Tuesday, July 26, 2011

DMC by Pete Kornoff (Head Counselor)

As camp nears the end we have the challenge of cramming 2 weeks worth of fun into just 1. The way we do this is by starting off the week with "Extreme Weekend." One of the coolest offerings we make is an extreme summit attempt. This year we chose to climb a "14er": 14,028 foot tall Redcloud Peak. We started our mission Saturday morning traveling from camp to Silverton and facing progressively rougher off-road conditions to the trail head. Many "Jeepers" stared mouth-agape as we maneuvered the narrow trails in the low-slung, lengthy, 4 wheel drive camp "Soccer Mom" Suburbans. Along the way we stopped at the top of 12,640 foot tall Cinnamon Pass and just for fun some did some extreme snowplay, glissadeing on 40 degree snowfields ,while other campers decided to find their inner polar bear and go swimming under an ice bridge in a frigid tundra lake. From there we made our way to the trail head, and set up camp for the night. The campfire food and entertainment was phenomenal and we almost got to dine on fresh venison steaks when the campers tried to stalk a deer. We went to bed early in anticipation of an extreme(ly) early 5:30am start. Carrying on the extreme theme, it got extremely cold at night and one camper made it more so by sleeping sans-sleeping bag.

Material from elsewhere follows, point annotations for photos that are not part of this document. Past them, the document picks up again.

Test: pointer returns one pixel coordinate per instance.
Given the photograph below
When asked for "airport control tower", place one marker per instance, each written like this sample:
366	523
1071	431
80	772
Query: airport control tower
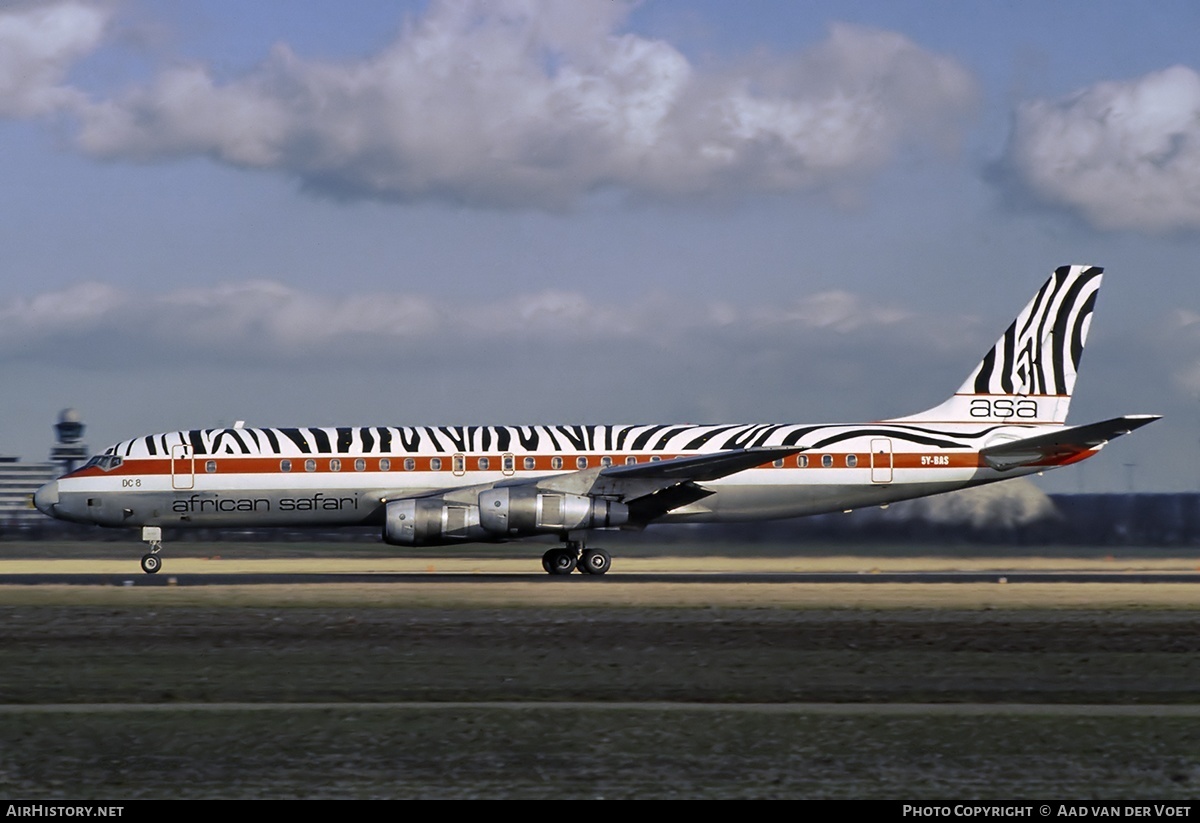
70	450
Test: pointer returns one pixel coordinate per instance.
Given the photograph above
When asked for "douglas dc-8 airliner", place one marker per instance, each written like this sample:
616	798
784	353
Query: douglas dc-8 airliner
441	485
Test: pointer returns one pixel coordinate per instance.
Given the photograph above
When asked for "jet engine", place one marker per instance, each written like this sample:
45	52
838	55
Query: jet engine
513	511
517	511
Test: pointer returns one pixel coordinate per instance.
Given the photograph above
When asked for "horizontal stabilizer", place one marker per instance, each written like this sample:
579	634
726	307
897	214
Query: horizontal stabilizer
1063	445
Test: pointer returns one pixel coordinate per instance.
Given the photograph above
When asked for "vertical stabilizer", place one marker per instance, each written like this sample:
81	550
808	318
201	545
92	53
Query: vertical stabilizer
1029	376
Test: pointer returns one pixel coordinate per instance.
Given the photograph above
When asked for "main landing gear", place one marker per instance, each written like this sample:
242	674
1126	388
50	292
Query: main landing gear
150	562
574	556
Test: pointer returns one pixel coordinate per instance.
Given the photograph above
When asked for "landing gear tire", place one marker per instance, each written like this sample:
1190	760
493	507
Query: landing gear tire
594	562
558	562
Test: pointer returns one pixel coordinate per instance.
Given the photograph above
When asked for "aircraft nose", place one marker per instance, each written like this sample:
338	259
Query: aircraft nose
47	497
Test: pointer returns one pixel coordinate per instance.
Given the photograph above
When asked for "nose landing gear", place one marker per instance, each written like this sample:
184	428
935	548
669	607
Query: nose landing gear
150	562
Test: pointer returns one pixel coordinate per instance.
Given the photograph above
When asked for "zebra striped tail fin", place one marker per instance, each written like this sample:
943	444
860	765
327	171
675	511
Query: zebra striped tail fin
1029	376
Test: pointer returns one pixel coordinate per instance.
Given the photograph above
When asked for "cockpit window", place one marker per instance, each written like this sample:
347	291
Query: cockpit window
105	462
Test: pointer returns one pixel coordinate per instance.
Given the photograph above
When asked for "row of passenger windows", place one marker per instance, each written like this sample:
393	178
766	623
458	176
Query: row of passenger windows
802	461
508	463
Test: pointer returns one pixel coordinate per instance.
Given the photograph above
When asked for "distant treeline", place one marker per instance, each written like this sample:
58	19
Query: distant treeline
1062	520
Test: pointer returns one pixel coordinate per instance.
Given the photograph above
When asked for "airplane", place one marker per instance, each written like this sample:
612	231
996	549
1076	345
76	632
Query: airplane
445	485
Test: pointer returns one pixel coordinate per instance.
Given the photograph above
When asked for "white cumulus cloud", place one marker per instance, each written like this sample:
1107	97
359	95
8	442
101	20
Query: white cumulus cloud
37	47
1122	155
537	103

Waking up was tough but the hot cocoa got the juices flowing and eventually we started our hike at 8:00. We hiked up a beautiful forest valley, enjoying the changing climate zones until we topped out at the summit among spectacular views of most of the San Juan Range of the Rockies including at least 7 other "14ers" as well as hundreds of other snow-specked peaks, lush valleys, and distant high mesas. Upon gazing at such wonder, one camper exclaimed: "What...there's nothing up here!" After enjoying a well deserved lunch we made our way down the mountain, and all experienced one more extreme; exhaustion. Bumbling and stumbling we got back to the Suburbans and pigged-out, make that replenished calories, on brownies and cold, 2 day old, burritos. On the way home everybody gripped about the aches and pains, some slept rocked to sleep by the violent, jarring sway of the rough trail and road-tuned Suburban suspension. When we made it back to dinner (only 10 minutes late), all the campers recounted the numerous tales and basked in the sense of accomplishment that can only come from pushing oneself to the limit and triumphing.